Los Angeles Moves to End COVID Vaccine Mandate for City Workers

A COVID-19 vaccine is administered to a person in Los Angeles on Jan. 29, 2022. (Shannon Stapleton/Reuters)

City News Service
City News Service


Updated: 10/26/2023


LOS ANGELES—Seeking to align the city of Los Angeles with federal and county vaccination directives, six city councilors Oct. 25 introduced a motion calling for a plan to end the COVID-19 vaccine mandate for all current and future city employees.
Councilwoman Traci Park and Council President Paul Krekorian authored the motion, which instructs the city administrative officer and city attorney to report on the feasibility, impact, and timeline of ending the mandate. Councilors Heather Hutt, Kevin de León, John Lee, and Curren Price seconded the motion.
“Our action seeks to align city policy with our partners in the federal and county governments, as well as LAUSD. With hospitalization rates remaining low and other COVID-era policies having sunset, we have entered a new phase of our pandemic recovery,” Ms. Park said in a statement.
She added, “We need a uniform strategy that eliminates public uncertainties. The evolving landscape necessitates a review and potential adjustment of our current policies.”
Mr. Krekorian noted the motion continues ongoing discussion in the Executive and Employee Relations Committee and negotiations with unions representing city employees.
“A well-considered plan for lifting the mandate will be thoroughly discussed in council, as it should be,” Mr. Krekorian said.
Mayor Karen Bass, who backed the motion as well, added, “We will remain vigilant as we work to ensure that our city employees are safe and healthy, and that Los Angeles City Hall continues to do the good work of the people of this city.”
According to the motion, the city took unprecedented steps to “protect the health of its workforce and residents, which included the adoption of a vaccine mandate. The policy resulted in an 82 percent vaccination rate among full-time city employees.”

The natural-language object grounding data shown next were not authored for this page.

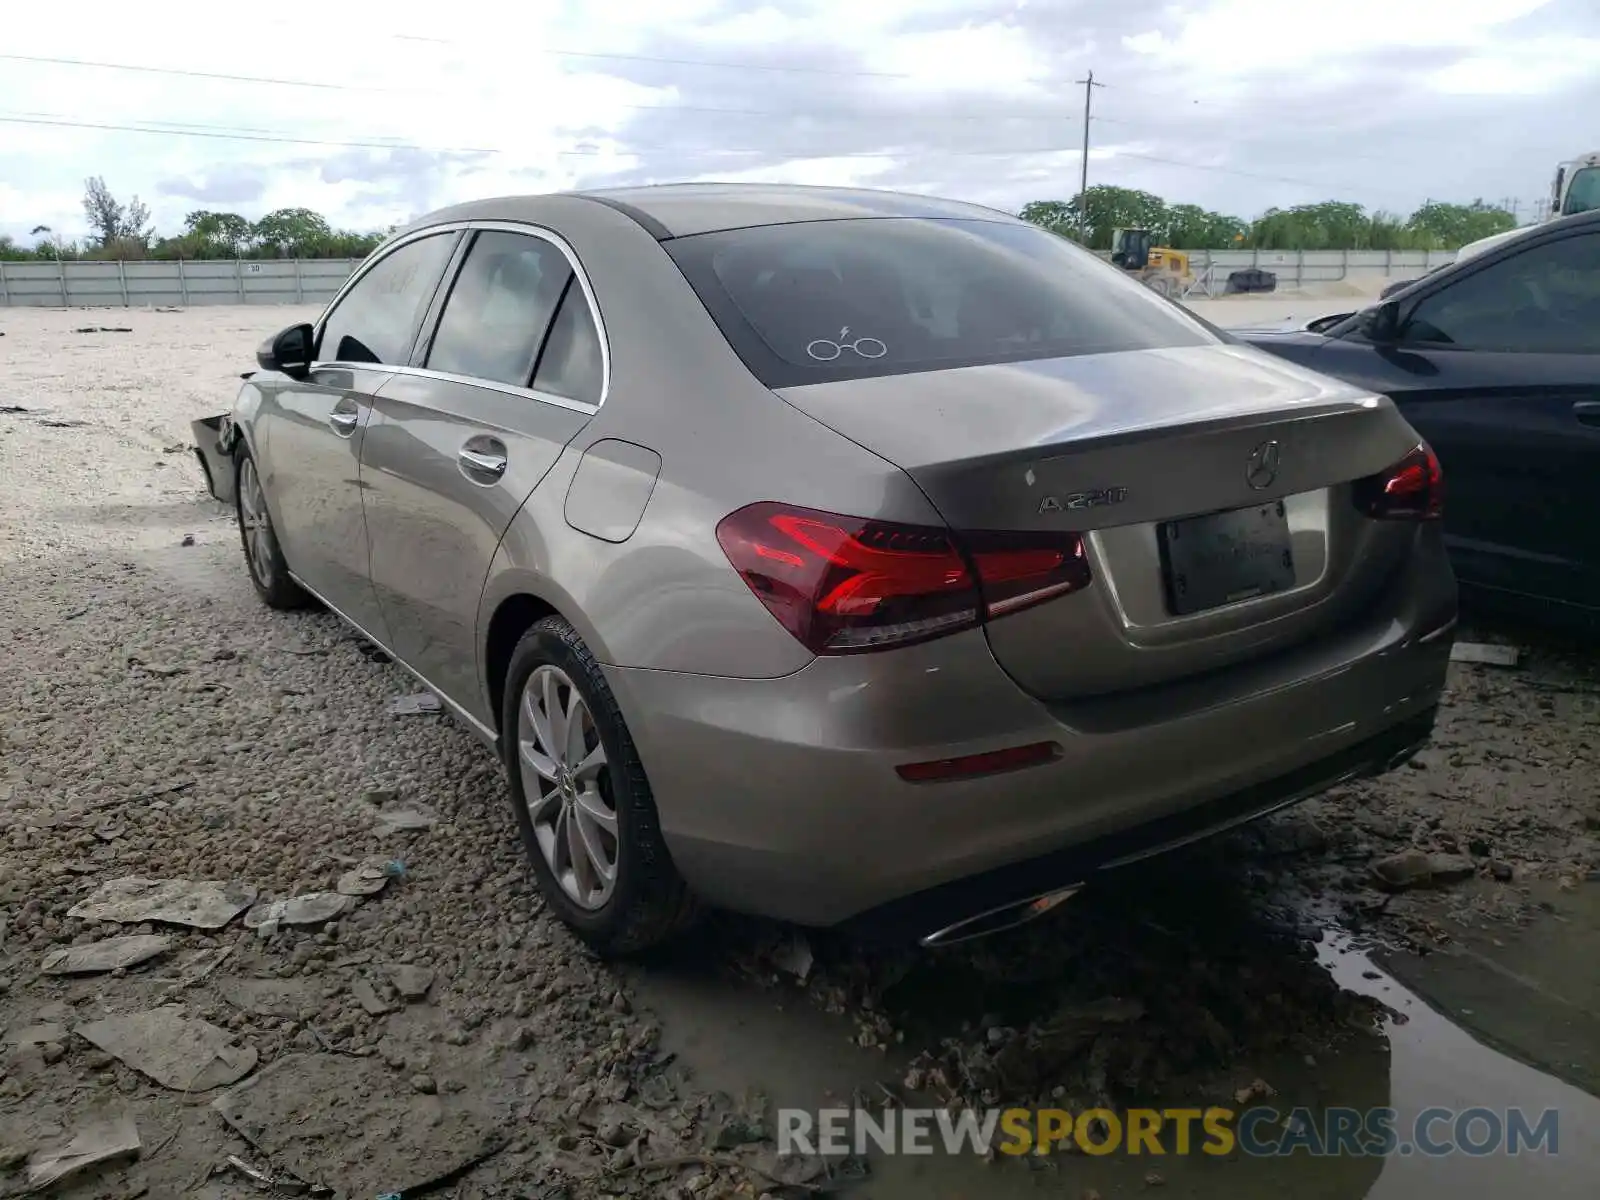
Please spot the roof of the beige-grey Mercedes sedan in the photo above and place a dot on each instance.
(684, 210)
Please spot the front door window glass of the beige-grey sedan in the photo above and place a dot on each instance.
(378, 318)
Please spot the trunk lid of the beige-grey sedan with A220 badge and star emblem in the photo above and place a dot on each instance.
(1122, 446)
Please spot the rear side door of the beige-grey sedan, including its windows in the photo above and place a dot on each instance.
(513, 369)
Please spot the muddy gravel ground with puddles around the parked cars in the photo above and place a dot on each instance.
(156, 722)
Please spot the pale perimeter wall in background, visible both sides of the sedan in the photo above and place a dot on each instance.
(316, 281)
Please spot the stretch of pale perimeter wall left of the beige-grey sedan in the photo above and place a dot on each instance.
(174, 284)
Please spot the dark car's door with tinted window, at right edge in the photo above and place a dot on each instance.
(1500, 370)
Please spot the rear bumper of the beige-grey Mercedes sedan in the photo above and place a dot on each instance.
(780, 796)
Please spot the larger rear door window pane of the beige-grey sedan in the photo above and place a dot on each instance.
(500, 308)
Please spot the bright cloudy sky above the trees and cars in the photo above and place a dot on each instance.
(375, 113)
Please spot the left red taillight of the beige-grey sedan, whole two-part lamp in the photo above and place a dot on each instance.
(844, 585)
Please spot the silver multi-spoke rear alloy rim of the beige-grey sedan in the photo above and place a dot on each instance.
(564, 780)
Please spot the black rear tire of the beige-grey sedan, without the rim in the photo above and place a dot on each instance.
(545, 644)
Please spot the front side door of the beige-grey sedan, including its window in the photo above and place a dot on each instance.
(311, 431)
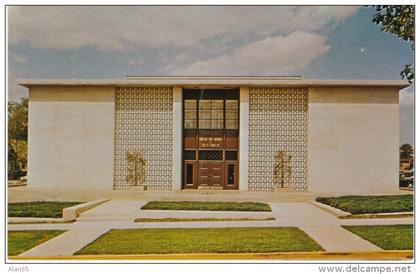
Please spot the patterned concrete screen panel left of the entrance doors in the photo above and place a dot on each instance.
(143, 128)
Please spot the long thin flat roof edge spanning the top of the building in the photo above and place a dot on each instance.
(214, 81)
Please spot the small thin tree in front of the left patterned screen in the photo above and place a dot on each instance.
(136, 165)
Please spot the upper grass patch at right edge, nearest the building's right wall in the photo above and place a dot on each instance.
(370, 204)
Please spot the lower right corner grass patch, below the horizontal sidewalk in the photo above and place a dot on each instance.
(388, 237)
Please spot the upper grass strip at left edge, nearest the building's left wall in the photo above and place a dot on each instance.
(38, 209)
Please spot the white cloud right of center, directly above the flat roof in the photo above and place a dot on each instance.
(270, 56)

Vaccinated people can still contract and transmit COVID, but health officials said the shots can lower the severity of symptoms and prevent the chances of hospitalization and even death.
While COVID-19 hospitalizations in the county remain low, the city’s vaccine mandate has stayed in place, even as other public entities have rescinded or eased vaccine requirements for their workforce.

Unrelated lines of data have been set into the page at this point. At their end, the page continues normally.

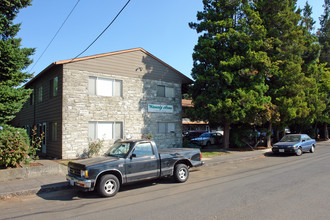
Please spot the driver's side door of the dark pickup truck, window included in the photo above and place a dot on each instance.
(142, 163)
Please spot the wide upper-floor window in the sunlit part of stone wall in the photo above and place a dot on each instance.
(104, 86)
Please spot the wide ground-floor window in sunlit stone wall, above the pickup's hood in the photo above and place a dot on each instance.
(105, 130)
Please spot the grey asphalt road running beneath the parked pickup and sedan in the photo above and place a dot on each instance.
(273, 187)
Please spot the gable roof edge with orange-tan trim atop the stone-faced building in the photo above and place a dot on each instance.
(186, 79)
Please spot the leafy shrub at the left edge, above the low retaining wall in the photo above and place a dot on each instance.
(15, 147)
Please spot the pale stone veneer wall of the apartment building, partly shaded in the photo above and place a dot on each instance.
(131, 109)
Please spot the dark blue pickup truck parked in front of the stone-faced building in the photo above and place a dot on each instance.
(131, 161)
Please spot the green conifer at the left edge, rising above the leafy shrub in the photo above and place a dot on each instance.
(13, 60)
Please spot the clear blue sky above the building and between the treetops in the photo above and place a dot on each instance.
(158, 26)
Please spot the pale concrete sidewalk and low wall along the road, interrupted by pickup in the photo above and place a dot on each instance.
(49, 179)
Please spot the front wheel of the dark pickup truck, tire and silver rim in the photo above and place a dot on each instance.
(108, 186)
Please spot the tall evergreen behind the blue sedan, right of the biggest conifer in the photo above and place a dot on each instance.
(287, 47)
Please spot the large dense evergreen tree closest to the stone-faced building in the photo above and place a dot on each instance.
(230, 66)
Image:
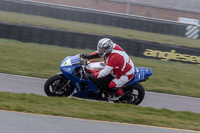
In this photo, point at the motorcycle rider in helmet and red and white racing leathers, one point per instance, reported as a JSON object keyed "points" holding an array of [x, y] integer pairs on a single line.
{"points": [[117, 62]]}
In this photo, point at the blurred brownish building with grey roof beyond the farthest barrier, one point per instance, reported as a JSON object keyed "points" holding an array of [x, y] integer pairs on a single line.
{"points": [[168, 10]]}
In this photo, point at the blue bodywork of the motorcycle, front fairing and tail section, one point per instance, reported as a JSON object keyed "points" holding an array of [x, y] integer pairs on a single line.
{"points": [[70, 63]]}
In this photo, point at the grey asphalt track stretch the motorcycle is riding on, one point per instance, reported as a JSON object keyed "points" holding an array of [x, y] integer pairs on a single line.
{"points": [[22, 84]]}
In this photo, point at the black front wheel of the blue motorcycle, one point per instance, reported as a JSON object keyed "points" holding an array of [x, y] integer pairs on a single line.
{"points": [[58, 85]]}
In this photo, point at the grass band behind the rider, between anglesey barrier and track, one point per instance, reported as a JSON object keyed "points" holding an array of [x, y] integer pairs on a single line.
{"points": [[43, 61]]}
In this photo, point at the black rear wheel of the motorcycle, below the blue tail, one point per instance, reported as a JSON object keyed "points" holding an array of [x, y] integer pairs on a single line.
{"points": [[135, 93]]}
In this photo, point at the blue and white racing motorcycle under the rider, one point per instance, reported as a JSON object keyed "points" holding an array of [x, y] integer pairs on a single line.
{"points": [[74, 81]]}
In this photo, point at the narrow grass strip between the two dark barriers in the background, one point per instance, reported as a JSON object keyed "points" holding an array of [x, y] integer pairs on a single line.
{"points": [[11, 17]]}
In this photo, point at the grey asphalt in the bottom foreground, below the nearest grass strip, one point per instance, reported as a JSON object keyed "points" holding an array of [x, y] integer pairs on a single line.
{"points": [[15, 122]]}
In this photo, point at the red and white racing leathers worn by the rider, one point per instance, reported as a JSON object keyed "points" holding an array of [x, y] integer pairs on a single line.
{"points": [[119, 65]]}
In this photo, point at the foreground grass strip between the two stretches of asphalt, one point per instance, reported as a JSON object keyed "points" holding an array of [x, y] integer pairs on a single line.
{"points": [[124, 113]]}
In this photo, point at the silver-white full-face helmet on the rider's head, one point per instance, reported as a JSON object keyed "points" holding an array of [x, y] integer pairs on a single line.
{"points": [[104, 47]]}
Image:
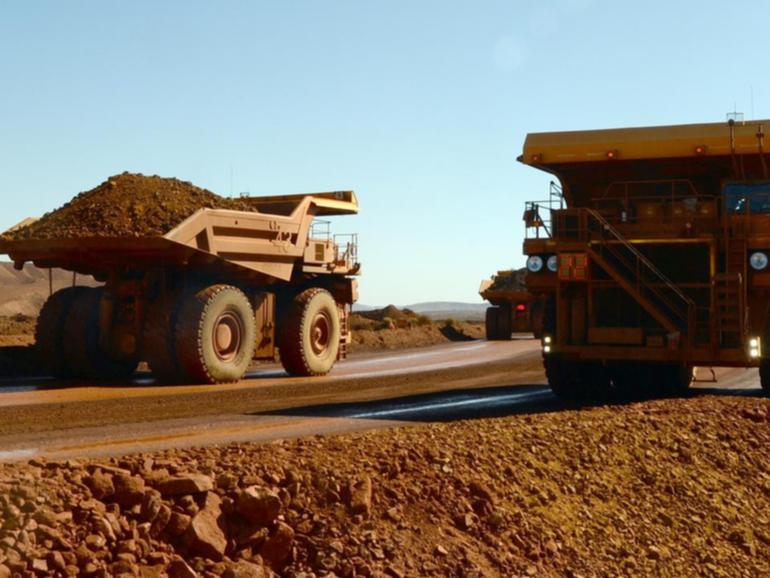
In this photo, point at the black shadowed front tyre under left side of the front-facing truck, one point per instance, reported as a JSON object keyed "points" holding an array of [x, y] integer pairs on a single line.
{"points": [[576, 380]]}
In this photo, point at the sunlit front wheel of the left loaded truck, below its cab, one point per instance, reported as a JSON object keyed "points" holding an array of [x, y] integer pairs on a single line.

The city of Los Angeles ended its policy requiring proof of vaccination to enter public buildings in February.
In April, Los Angeles County ended its vaccination requirement for existing and new county employees, which followed a related action by the L.A. County Board of Supervisors to end vaccination requirements for certain contractors.
The Biden administration ended its COVID-19 vaccination requirements for federal employees and contractors in May, citing a 98 percent compliance rate among its federal workforce, as well as a significant decline in hospitalizations and fatalities.

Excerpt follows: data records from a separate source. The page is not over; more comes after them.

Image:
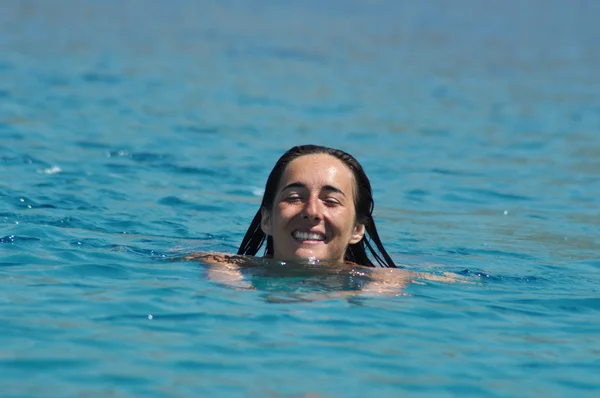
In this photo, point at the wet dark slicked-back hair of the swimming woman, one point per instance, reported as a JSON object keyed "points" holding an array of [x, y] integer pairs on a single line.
{"points": [[364, 204]]}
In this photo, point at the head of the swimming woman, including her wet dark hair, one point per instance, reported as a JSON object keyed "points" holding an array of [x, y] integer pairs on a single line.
{"points": [[317, 204]]}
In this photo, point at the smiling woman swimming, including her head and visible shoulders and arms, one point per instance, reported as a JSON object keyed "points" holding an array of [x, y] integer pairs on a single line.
{"points": [[317, 209]]}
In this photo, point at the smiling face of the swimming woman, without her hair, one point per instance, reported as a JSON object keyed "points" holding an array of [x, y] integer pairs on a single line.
{"points": [[313, 214]]}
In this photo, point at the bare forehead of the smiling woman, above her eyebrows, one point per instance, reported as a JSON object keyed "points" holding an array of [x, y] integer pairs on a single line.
{"points": [[318, 169]]}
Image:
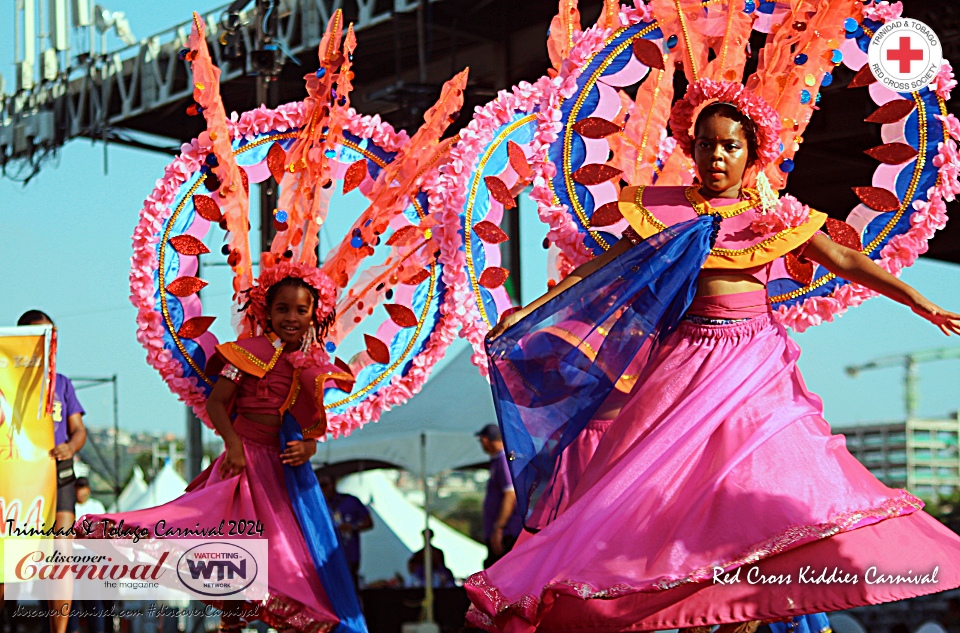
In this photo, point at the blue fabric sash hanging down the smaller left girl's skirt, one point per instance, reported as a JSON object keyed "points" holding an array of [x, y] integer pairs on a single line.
{"points": [[329, 559]]}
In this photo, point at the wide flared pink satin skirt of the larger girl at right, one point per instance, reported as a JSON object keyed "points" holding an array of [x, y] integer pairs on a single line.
{"points": [[719, 461]]}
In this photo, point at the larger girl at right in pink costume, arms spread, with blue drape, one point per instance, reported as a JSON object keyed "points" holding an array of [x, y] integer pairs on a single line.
{"points": [[717, 494]]}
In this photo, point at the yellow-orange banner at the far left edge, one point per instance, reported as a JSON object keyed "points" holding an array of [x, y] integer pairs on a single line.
{"points": [[27, 471]]}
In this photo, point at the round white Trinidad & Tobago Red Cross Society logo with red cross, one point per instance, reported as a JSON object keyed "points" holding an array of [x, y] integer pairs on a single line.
{"points": [[905, 55]]}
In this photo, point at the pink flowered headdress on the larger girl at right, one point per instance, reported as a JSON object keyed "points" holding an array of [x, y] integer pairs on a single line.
{"points": [[750, 105]]}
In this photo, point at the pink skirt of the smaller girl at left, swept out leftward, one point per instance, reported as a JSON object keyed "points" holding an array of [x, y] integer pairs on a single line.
{"points": [[296, 597]]}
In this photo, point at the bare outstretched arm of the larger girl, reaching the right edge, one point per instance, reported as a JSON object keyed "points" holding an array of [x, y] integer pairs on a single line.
{"points": [[860, 269]]}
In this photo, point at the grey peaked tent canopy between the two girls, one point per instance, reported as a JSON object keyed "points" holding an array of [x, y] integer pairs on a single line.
{"points": [[453, 405]]}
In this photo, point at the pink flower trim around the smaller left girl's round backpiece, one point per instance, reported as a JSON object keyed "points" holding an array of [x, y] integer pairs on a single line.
{"points": [[157, 209]]}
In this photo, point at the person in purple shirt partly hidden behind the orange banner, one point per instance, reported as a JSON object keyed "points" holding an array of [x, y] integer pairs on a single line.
{"points": [[69, 436]]}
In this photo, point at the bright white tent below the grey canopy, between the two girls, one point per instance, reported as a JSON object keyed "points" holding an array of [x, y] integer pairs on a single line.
{"points": [[398, 532]]}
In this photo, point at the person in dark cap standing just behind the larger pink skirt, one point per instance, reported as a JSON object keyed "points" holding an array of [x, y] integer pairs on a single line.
{"points": [[501, 516]]}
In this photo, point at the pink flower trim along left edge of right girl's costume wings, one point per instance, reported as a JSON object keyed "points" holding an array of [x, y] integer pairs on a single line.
{"points": [[449, 194]]}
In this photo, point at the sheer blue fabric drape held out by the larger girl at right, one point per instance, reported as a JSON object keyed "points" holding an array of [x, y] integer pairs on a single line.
{"points": [[551, 371]]}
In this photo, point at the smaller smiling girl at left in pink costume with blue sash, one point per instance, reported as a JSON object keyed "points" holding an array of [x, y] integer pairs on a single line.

In September, the Los Angeles Unified School District ended its vaccination requirement for staff, including teachers.
“The city should consider aligning its policy with the county and federal governments to create consistency, mitigate and prevent a competitive disadvantage with other jurisdictions,” the city council motion states.
The motion will be considered by the Personnel, Audits, and Hiring Committee at a future date.